Dacy quietly documents Mayo Clinic history
When Mayo Clinic sent out its first press release in 1986, Matt Dacy was there to experience the internal anxiety over what's now become a routine procedure.
Years later, the Chicago native marveled at the architectural ingenuity used to combine the old Mayo Building with the construction of the Gonda Building in 2001. That project effectively created a 3-million-square-foot medical facility that's now the largest medical structure in the country, and among the biggest in the world.
Dacy, the director of Mayo's Clinic's Heritage Hall Museum , in the Mathews Grand Lobby on the street level of the Mayo Building, is affectionately called the clinic historian by many.
Though he doesn't like that unofficial mantel, he proudly recalls the inaugural address delivered by former First Lady Barbara Bush beneath the "Man of Freedom" statue when Gonda first opened. An American flag had been draped over the statute's arm in memory of the victims in the 9/11 attack that occurred just weeks earlier, and emotions still were raw.

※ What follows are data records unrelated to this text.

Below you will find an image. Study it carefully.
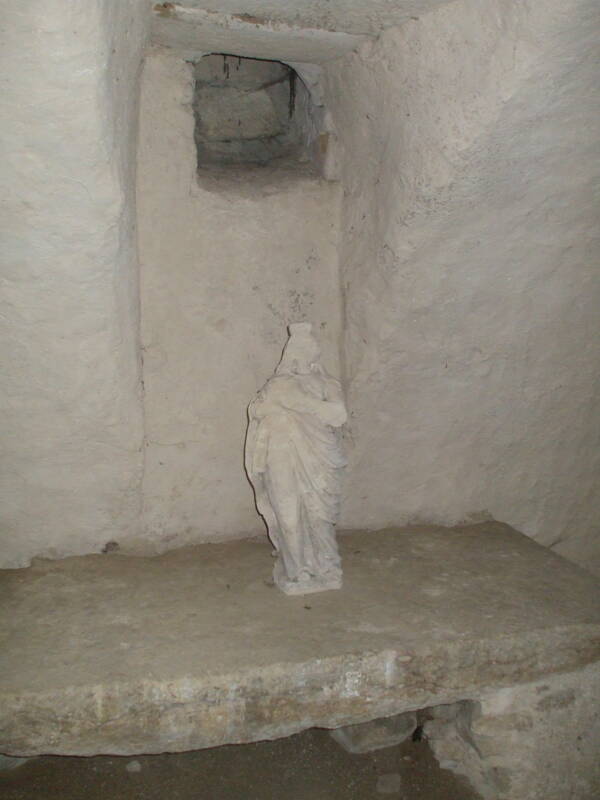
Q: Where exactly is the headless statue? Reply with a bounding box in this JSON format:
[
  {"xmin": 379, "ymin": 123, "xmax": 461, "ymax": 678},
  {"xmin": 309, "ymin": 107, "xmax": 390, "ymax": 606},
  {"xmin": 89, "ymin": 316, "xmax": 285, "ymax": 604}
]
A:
[{"xmin": 245, "ymin": 323, "xmax": 347, "ymax": 594}]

Shortly after the speech, Mayo patients filled the Gonda floor with gifts destined for New York City in an impromptu show of support.
"The first activity here wasn't medical, it was giving back to first responders from 9/11," Dacy said. "The whole spirit here is giving to each other."
That gesture remains poignant for Dacy and many Mayo Clinic officials, who have operated under the idea that the needs of others come first since William and Charles Mayo founded the nonprofit clinic in 1919.
Dacy, who was hired in 1984, can recite names, dates and details off the top of his head for hundreds, if not thousands, of events that have helped shape Mayo Clinic into the iconic company it is today.
The 58-year-old can talk for hours about the clinic, but he shuns the spotlight while quietly toiling behind the scenes for the greater good. In fact, the only piece of medical equipment located on the first floor of the combined Mayo and Gonda buildings is the result of his personal initiative.
Dacy once read a Post-Bulletin article about a 100-year-old woman who had been transported to the hospital in a 1905 Studebaker, which functioned as Mayo Clinic's first ambulance. The history buff tracked the woman down in the early days of the Internet, and her pictures — old and new — now are displayed next to the original ambulance.
An adjoining picture of the Mayo One helicopter shows just how far medical transport has come since Mayo was founded.
"Technology will always change, but our service to patients never will," Dacy said.
Across the expansive room from the Studebaker is a wall filled with hundreds of names honoring donors who have contributed at least $10 million to the medical behemoth. However, 97 percent of Mayo Clinic's gift are less than $1,000, Dacy says.
The clinic is in the midst of a $3 billion fundraising campaign running concurrent to its ambitious Destination Medical Center plans. The DMC project carries a price tag of $3.5 billion over the next 20 years and is expected to spur more than $2 billion in related private economic development in Rochester.
Dacy will be well past typical retirement age when DMC is fully realized, but he can't imagine leaving before DMC is complete. His name might never make headlines — and he prefers it that way — but he'll continue documenting the details in the background so the next generation of Mayo Clinic patients, who come from 140 countries around the globe, have access to the stories of yesteryear.
"It's been fun," Dacy said. "It never stays the same."